Okay, so the product people let go of their pot of gold at the end of the rainbow. How do you carve a feature up in a way that identifies a small piece as the first minimally viable one? This is the practice of product development that requires continual practice, ideally some training, and patience. It’s a craft/skill just like software engineering. The techniques of behavior-driven development, particularly expressing requirements in Gherkin, are well-suited in aiding this task. The Gherkin, developed in collaboration among the Three Amigos, helps to flesh out all the minutia of details that are involved in building a feature.
This will, hopefully, result in a very large scenario will a lot of givens and, even better, a lot of whens and thens (from what initially looked like a small, “atomic” or indivisible feature). This provides a path forward to slicing it up. Separate along the “whens” and the “thens”. Then try to identify “given-when-then” sequences embedded in the given of one scenario, and factor them out. Then start organizing the collection of small scenarios. Some of them are independent. Others are tied sequentially to each other (the “then” of one is the “given/when” of another). This will reveal dependencies among these scenarios. Dependent ones can’t be implemented without implementing the ones they depend on first. So identify where the dependency chains begin. How long does that chain need to be to provide some valuable unit of customer experience?
This is, like the engineering problems above, a dedicated topic of its own. But that is, roughly, what starting to solve the problem of product development would look like.
The main point here is that solving these engineering and product development problems is the essential task of increasing and optimizing for business agility.

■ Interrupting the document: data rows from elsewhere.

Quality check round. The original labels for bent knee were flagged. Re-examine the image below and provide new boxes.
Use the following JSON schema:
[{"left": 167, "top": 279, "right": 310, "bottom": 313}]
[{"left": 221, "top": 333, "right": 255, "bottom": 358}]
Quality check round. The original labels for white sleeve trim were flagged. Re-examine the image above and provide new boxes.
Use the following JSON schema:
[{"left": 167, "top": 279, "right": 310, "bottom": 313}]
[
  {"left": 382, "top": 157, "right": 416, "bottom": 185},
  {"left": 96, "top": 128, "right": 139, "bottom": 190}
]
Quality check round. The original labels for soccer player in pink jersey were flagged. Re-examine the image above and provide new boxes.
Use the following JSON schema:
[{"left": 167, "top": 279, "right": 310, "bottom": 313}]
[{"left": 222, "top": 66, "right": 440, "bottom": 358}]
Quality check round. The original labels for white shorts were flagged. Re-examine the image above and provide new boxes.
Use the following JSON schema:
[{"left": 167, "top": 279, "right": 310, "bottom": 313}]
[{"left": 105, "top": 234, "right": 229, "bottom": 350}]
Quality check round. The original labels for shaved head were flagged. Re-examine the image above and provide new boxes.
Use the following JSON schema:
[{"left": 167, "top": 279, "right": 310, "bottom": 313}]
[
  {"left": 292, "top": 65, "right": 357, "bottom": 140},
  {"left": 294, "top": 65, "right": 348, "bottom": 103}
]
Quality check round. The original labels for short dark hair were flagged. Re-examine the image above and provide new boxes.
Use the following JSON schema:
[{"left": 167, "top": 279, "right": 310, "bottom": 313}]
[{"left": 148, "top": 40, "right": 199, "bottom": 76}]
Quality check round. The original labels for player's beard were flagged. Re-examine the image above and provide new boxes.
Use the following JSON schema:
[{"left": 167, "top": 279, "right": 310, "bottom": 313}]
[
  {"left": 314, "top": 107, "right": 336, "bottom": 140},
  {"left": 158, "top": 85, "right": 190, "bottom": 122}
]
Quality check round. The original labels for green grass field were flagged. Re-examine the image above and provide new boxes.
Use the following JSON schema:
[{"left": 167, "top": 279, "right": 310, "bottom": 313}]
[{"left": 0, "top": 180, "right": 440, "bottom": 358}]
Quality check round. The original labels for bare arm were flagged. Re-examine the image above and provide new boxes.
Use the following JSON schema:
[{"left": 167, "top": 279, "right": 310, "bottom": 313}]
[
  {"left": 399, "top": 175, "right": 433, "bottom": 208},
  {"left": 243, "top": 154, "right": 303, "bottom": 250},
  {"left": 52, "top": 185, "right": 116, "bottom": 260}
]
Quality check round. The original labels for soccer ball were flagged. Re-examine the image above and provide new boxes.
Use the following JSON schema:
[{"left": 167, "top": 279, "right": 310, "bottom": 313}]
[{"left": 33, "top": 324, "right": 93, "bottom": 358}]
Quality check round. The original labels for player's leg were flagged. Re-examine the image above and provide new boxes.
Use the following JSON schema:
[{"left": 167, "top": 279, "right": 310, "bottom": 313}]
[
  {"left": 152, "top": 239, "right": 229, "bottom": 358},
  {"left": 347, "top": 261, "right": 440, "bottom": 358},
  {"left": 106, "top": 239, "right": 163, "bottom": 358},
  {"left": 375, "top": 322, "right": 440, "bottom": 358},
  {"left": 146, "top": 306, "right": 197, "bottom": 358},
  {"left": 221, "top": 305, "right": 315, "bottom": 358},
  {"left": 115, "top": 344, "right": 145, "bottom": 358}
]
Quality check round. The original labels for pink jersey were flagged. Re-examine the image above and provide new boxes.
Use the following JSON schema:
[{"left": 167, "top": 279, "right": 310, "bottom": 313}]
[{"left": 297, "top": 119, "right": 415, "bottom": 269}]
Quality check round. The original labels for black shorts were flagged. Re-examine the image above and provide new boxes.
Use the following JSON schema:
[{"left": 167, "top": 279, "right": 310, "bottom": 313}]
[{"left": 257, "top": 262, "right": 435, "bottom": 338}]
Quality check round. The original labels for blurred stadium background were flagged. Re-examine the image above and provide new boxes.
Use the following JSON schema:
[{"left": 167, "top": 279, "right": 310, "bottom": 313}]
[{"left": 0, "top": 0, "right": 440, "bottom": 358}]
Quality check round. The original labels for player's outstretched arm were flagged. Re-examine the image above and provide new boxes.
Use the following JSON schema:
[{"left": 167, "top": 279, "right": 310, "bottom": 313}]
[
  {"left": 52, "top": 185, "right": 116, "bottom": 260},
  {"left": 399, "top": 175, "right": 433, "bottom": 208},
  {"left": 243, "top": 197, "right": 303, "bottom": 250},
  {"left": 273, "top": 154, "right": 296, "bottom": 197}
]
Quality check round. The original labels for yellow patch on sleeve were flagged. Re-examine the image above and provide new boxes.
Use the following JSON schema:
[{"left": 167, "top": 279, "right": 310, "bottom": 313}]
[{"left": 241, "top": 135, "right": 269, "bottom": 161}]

If you want to release working software frequently, this is where your time needs to be spent. If you work on learning about and solving these problems, you will work toward achieving business agility.
If you spend all your effort thinking about how to define your org chart, whether to call this organization a “release train” or “solution train”, how many planning meetings to have per week and what to call them, etc., and you’re ignoring or downplaying the engineering and product development problems, then you won’t.